GILBERT BRISBOIS – L’After Foot est venu combler un vide. À l’époque, quand un supporter sortait du stade ou éteignait sa télé, il n’y avait personne pour débriefer le match, à part ses potes. Même sur Canal+, au coup de sifflet final, c’était « terminé et au revoir ! ». Depuis vingt ans, nous sommes également portés par le perpétuel renouvellement du foot. Il a beaucoup plus d’imagination que nous ! Et puis notre équipe a pas mal évolué, avec de nouvelles voix qui ont apporté de la fraîcheur. Cette saison, on a d’ailleurs lancé un concours pour recruter quelqu’un la saison prochaine.
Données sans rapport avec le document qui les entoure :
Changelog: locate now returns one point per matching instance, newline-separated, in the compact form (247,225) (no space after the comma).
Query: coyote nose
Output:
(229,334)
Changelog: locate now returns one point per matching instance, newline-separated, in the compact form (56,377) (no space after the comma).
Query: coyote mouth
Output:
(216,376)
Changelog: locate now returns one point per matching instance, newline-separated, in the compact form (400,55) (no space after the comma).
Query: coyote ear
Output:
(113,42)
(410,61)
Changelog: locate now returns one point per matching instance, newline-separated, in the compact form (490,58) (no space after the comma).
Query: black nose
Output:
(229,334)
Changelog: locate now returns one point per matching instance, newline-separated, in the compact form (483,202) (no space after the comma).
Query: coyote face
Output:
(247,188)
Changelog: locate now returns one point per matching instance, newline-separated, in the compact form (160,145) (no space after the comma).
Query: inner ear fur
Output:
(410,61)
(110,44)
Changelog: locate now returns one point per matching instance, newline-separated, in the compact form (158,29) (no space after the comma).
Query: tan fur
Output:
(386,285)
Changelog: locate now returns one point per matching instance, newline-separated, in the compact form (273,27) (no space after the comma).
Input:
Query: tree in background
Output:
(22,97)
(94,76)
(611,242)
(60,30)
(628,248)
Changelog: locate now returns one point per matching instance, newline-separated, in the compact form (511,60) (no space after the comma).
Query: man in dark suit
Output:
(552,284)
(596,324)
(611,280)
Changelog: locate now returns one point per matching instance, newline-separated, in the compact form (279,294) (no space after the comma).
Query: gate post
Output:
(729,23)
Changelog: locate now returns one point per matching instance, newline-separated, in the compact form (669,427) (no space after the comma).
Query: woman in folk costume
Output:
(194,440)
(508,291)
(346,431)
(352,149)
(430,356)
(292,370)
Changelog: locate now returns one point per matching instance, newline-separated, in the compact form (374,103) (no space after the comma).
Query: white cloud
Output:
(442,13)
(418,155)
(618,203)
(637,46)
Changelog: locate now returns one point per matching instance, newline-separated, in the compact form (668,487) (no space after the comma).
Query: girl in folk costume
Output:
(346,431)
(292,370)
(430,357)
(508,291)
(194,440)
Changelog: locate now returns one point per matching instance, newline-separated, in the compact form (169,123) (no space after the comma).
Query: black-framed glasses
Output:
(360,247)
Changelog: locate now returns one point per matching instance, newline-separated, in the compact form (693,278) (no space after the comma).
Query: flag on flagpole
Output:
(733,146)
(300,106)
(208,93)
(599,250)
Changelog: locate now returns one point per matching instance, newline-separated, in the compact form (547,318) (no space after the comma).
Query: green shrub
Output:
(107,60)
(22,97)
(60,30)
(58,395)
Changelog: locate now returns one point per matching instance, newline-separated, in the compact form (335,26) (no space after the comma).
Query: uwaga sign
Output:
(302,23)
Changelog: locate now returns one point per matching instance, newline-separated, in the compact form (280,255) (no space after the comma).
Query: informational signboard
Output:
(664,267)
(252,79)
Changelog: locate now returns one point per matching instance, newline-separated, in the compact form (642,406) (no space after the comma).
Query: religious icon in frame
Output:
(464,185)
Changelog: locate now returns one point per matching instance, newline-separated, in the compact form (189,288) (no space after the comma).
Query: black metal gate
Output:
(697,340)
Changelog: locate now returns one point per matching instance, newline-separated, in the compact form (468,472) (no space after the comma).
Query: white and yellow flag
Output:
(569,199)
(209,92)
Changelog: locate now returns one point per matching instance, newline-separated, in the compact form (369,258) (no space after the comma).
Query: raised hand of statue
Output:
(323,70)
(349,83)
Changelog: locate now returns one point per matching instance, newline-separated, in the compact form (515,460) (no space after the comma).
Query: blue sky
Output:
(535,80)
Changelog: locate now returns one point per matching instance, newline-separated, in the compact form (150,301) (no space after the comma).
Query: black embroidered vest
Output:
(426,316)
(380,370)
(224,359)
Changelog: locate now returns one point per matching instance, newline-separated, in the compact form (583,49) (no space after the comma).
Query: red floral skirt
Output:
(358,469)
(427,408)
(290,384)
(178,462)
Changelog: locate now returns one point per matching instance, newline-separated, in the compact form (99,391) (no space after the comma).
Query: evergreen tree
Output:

On a reçu 3.000 candidatures, et la grande finale aura lieu ce mardi 26 mai. On croise les doigts pour dénicher une vraie « révélation ».
DANIEL RIOLO – Dès le départ, la promesse était de dire tout haut ce que le monde du foot pense tout bas. L’actualité du foot est une source intarissable. Quand on a lancé l’émission en 2006, le PSG se plantait à chaque Coupe d’Europe, il a désormais remporté la Ligue des champions [l’an passé, et sera de nouveau en finale ce samedi contre Arsenal]. Il y a eu les multiples affaires autour des Bleus, avec des joueurs comme Ribéry ou Benzema qui se sont mis tout seul dedans. Nous avons accompagné les déboires du foot français. Il y a surtout ce lien qu’on a tissé avec les « Afteriens », ceux qui nous écoutent à la radio ou en podcast [l’émission est le 2e podcast le plus écouté de France, avec 10,9 millions de téléchargements en avril]. On s’en rend vraiment compte lors des délocalisations, comme on l’a fait cette saison partout en France pour fêter les 20 ans. C’est très touchant.